Azure networking controls how resources communicate with users, the internet, other Azure resources, and on-premises systems. The core building block is the Virtual Network, or VNet, which contains subnets and private IP address spaces.
Good Azure network design separates public entry points from private application and data tiers. Network Security Groups, route tables, private endpoints, NAT gateways, load balancers, and VPN/ExpressRoute connections help shape traffic safely.
Azure is expanded here with a practical explanation, multiple examples, and beginner-focused checks so the idea is easier to learn from this page alone.
Read the concept first, then trace the example line by line. The important habit is to connect the rule to visible behavior instead of memorizing only the name.
A VNet uses a private address range such as 10.10.0.0/16. Subnets divide that range for application tiers, databases, gateways, private endpoints, or container environments.
az network vnet create \
--resource-group rg-network-dev \
--name vnet-app-dev \
--address-prefix 10.20.0.0/16 \
--subnet-name snet-web \
--subnet-prefix 10.20.1.0/24
Network Security Groups are rule sets that allow or deny traffic based on source, destination, port, protocol, and priority. They are a basic but important control for limiting exposure.
A public-facing app often uses Application Gateway, Front Door, or a load balancer at the edge, while databases and internal services remain private. This gives users a controlled entry point and reduces direct exposure.
Azure becomes much easier when you separate the concept from the tool syntax. First identify the problem being solved, then identify the data or resource being changed, and finally identify the proof that the change worked.
In Azure, this topic should be studied through resource group boundaries, RBAC, diagnostics, network access, budget alerts, and deletion impact. Those points explain not only how to use the feature, but also why it fails when the wrong assumption is made.
The previous audit note was: under 650 content words . This expanded section adds a fuller explanation, concrete examples, and practice guidance so the page can stand on its own for beginners.
A good way to learn this page is to read the normal path once, run or trace the example, then intentionally change one input to observe the different result. That one change teaches more than memorizing several definitions.
Start with a tiny project scenario. For example, imagine one user action, one request, one resource, one function call, or one batch of data. Keep the scenario small enough that every step can be explained without skipping details.
Next, describe the movement of information. Where does the input start? Which rule or component handles it? What result should appear? If the result is wrong, where would you inspect first?

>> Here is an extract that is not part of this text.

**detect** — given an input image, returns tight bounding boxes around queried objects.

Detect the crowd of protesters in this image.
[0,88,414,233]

Finally, compare two outcomes. The correct outcome proves that you understand the main rule. The incorrect outcome teaches the symptom, which is what you will recognize later during debugging or interviews.
az network nsg rule create \
--resource-group rg-network-dev \
--nsg-name nsg-web \
--name Allow-Https \
--priority 100 \
--access Allow \
--protocol Tcp \
--direction Inbound \
--destination-port-ranges 443
az account show -o table
az group create --name rg-azure-lab --location eastus
az resource list --resource-group rg-azure-lab -o table
az monitor activity-log list --resource-group rg-azure-lab --max-events 5
# Read the output as subscription, boundary, resources, and audit trail.
For Azure, write the design in four lines:
1. Resource group and region
2. Identity or role allowed to manage it
3. Network or access boundary
4. Diagnostic log, metric, budget, or alert that proves it is healthy
Open SSH or RDP to 0.0.0.0/0.
Use Bastion, VPN, or restricted source IPs.
Create subnets without future planning.
Reserve address space for growth and private endpoints.
Learning Azure only as a term.
Learn it through a working example, a boundary case, and a failure case.
Skipping verification.
Always check output, state, logs, metrics, query results, or compiler feedback.
Changing many things at once while debugging.
Change one setting, input, or line, then inspect the result.
No. Some platform services are public by default, but many support VNet integration or private endpoints for private access.
A Network Security Group is a set of allow/deny rules used to filter inbound and outbound traffic for subnets or network interfaces.
Start with one tiny example, trace every step, then compare it with a broken version.
Verify the visible result: output, state, log entry, metric, query result, compiler feedback, or rendered behavior.
It often combines vocabulary with behavior. The confusion drops when you trace the input, rule, result, and failure path.